Congress moves to curb 'stealth PACs'
Surprise passage of House bill is victory for campaign-finance reform movement.
WASHINGTON — Campaign-finance reform - until recently the great lost cause of the 106th Congress - is headed for its first victory in more than 20 years.
The sudden move represents an attempt to limit one of the most objectionable new ways to finance campaigns -so-called stealth political action committees. It also represents a rebuff to the Republican leadership in the House.
In a surprise vote late Tuesday night, the House passed (385-39) a bill that closes a loophole in campaign-finance law dealing with the specialized groups.
The terms of the House bill were nearly identical to one that Sen. John McCain (R) of Arizona helped guide through the Senate on June 8. Both bills require secretive groups organized under Section 527 of the US tax code to disclose their funding sources.
Polls show that the public supports limiting the impact of money in elections. But until this month, efforts to reform campaign-finance laws have consistently derailed.

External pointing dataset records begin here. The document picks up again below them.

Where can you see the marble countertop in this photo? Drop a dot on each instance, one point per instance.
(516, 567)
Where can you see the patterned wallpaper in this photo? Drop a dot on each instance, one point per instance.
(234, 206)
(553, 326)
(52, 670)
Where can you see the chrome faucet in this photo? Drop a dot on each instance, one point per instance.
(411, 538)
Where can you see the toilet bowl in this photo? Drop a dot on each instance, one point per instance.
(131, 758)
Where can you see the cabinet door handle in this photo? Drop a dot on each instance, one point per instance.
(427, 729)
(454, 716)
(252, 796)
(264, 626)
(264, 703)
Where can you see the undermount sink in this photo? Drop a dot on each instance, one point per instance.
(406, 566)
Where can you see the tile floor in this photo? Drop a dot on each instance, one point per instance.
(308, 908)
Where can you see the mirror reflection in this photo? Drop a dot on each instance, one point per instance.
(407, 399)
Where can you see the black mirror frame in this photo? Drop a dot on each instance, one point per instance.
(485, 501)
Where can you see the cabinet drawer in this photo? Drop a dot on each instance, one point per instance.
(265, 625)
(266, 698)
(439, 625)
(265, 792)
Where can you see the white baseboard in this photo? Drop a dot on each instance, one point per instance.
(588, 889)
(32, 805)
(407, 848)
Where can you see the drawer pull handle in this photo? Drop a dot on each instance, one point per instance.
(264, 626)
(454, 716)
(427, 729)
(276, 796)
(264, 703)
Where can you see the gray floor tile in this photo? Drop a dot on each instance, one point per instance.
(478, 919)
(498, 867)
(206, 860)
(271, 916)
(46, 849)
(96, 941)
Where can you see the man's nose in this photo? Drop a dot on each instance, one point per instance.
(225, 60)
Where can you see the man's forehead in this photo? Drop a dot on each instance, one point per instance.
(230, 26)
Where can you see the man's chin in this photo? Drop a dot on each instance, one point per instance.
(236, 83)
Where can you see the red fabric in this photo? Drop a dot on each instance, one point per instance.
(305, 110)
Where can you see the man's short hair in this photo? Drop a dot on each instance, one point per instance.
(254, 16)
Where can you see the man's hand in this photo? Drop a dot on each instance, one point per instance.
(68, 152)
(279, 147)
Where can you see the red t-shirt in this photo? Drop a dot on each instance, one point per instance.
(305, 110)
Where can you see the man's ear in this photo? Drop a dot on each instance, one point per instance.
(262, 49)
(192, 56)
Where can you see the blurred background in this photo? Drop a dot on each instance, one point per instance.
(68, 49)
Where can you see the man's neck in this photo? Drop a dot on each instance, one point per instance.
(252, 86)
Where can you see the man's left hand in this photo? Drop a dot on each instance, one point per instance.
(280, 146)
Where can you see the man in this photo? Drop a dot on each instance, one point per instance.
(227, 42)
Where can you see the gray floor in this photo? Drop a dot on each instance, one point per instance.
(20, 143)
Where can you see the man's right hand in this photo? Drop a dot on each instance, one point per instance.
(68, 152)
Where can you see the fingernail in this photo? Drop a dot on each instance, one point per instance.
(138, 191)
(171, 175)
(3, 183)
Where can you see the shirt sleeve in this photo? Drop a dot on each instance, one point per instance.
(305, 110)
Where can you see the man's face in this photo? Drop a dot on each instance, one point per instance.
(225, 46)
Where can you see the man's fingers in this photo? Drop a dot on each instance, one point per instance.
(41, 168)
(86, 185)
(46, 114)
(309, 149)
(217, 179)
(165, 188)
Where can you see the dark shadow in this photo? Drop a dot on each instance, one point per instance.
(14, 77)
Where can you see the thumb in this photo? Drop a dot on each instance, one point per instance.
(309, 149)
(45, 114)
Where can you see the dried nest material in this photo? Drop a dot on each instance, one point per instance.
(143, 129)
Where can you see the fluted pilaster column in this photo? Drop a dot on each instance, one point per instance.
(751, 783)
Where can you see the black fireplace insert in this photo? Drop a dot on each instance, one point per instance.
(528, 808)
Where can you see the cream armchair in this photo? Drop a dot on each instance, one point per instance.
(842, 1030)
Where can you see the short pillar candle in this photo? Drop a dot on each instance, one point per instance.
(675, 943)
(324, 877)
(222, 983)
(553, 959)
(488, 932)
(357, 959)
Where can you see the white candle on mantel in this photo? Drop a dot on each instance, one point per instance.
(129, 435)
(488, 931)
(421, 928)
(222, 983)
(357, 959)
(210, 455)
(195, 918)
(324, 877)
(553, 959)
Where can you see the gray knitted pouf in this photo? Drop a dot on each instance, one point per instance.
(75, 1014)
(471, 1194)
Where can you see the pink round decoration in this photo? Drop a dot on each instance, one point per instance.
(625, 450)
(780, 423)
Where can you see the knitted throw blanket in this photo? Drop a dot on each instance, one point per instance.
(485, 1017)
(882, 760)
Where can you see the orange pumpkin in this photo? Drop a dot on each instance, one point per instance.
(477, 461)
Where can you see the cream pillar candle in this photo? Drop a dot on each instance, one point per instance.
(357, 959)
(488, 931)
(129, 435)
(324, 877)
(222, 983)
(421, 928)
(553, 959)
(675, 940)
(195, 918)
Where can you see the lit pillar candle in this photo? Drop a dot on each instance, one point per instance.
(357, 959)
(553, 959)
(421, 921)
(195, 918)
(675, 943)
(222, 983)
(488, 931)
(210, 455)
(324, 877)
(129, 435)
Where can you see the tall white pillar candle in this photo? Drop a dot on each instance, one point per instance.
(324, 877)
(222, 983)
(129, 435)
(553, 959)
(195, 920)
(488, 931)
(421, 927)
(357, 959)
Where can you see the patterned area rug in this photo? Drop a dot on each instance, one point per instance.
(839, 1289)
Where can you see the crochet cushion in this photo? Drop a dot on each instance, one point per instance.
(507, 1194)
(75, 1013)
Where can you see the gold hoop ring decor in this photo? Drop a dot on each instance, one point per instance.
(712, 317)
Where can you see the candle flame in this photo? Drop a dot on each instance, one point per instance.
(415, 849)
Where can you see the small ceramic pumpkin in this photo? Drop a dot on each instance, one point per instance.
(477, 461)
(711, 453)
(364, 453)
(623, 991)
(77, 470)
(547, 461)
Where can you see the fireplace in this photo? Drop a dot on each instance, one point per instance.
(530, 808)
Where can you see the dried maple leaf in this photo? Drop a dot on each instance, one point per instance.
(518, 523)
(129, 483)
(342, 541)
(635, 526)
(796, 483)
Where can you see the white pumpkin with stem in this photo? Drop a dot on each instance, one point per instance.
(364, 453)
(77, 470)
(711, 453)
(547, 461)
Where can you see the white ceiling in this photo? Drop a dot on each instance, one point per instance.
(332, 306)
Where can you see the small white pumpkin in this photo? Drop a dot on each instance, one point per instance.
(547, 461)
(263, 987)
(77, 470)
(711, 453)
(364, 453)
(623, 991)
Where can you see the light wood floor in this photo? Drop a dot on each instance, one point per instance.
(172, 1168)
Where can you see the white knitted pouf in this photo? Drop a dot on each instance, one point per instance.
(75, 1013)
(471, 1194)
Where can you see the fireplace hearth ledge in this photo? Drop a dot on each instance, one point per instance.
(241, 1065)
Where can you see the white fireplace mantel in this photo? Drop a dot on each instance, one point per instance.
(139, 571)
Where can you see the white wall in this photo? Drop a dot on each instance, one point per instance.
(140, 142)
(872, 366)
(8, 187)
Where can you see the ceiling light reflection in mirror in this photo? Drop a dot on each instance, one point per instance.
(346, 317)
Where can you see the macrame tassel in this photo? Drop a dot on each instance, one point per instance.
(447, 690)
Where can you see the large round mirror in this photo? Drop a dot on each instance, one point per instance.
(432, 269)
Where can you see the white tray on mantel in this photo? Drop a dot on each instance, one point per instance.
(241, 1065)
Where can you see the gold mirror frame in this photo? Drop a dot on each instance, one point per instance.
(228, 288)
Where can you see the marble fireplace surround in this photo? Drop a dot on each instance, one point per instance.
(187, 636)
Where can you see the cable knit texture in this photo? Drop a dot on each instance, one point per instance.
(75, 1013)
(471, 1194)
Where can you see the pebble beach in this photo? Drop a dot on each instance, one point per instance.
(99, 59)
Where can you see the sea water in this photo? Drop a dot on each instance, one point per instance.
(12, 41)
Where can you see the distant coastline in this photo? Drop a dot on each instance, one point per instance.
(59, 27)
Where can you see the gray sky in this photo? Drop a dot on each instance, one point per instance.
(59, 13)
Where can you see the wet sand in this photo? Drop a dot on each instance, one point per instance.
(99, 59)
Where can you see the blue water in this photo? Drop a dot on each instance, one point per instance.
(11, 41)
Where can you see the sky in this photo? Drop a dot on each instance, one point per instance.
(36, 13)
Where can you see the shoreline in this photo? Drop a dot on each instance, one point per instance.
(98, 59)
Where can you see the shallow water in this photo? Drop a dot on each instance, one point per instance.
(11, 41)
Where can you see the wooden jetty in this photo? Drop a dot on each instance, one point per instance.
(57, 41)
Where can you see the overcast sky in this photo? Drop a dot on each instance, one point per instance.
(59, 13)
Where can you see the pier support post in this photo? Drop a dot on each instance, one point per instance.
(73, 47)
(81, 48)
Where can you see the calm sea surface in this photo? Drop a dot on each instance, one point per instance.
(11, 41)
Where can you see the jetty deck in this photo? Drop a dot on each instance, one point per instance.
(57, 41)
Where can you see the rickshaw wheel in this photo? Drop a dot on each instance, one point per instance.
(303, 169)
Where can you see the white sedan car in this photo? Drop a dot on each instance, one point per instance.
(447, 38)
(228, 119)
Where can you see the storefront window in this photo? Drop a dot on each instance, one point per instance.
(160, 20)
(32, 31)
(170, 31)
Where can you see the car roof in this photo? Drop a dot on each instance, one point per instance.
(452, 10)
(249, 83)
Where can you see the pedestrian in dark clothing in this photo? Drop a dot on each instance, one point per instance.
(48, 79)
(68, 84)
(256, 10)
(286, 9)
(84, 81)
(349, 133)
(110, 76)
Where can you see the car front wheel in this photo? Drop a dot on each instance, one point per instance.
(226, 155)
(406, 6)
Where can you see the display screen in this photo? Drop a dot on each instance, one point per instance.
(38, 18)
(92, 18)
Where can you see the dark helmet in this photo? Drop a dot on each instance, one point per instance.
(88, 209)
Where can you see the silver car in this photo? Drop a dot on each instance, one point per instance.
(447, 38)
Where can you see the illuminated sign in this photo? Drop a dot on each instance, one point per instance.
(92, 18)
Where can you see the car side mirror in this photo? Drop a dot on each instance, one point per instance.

Supporters say the sudden movement is due to the new visibility and clout Mr. McCain is bringing to the issue.
"A lot of what's made the difference is John McCain. He has risen to a level in this Congress above anyone else - and he came up with the right bill at the right time," said Rep. Michael Castle (R) of Delaware, a sponsor of campaign-finance reform in the House, speaking at a Monitor breakfast yesterday.
The GOP leadership has opposed campaign-finance reform, because they see it as giving an edge to Democrats, who enjoy solid support from unions.
But the rapid deployment of 527 stealth groups unsettled many incumbents, who worried that new and undisclosed money could hijack their campaigns.
"We're looking at 40 close congressional races this year that will probably top $7 million in campaign spending - about $3 million by candidates and $4 million by outside groups," says Representative Castle. "We're now entering a stage where outside groups will spend more money than the candidates will."
GOP lawmaker Marge Roukema says that a 527 group funded largely outside the state put at least $300,000 into an effort that nearly defeated her in this month's New Jersey primary.
"These unidentified, anonymous rich people from K Street in Washington and outside the state were trying to dictate how this district should vote with the hundreds and thousands they poured into the campaign," Representative Roukema says. "In a democracy like ours, it's not right that there is no disclosure."
House sponsors had hoped for a broader bill that would include broader disclosure requirements for other groups contributing to federal campaigns, including corporations, trade unions, and right-to-life groups.
But after an intense weekend of "horsetrading," including steady consultations with Senator McCain, they concluded that the most feasible way to achieve something this term was to limit the bill to 527s.
"We realized we ought to take what we could get," says Castle. "It will be the first campaign-finance reform legislation to be signed in Washington, D.C. in a long time."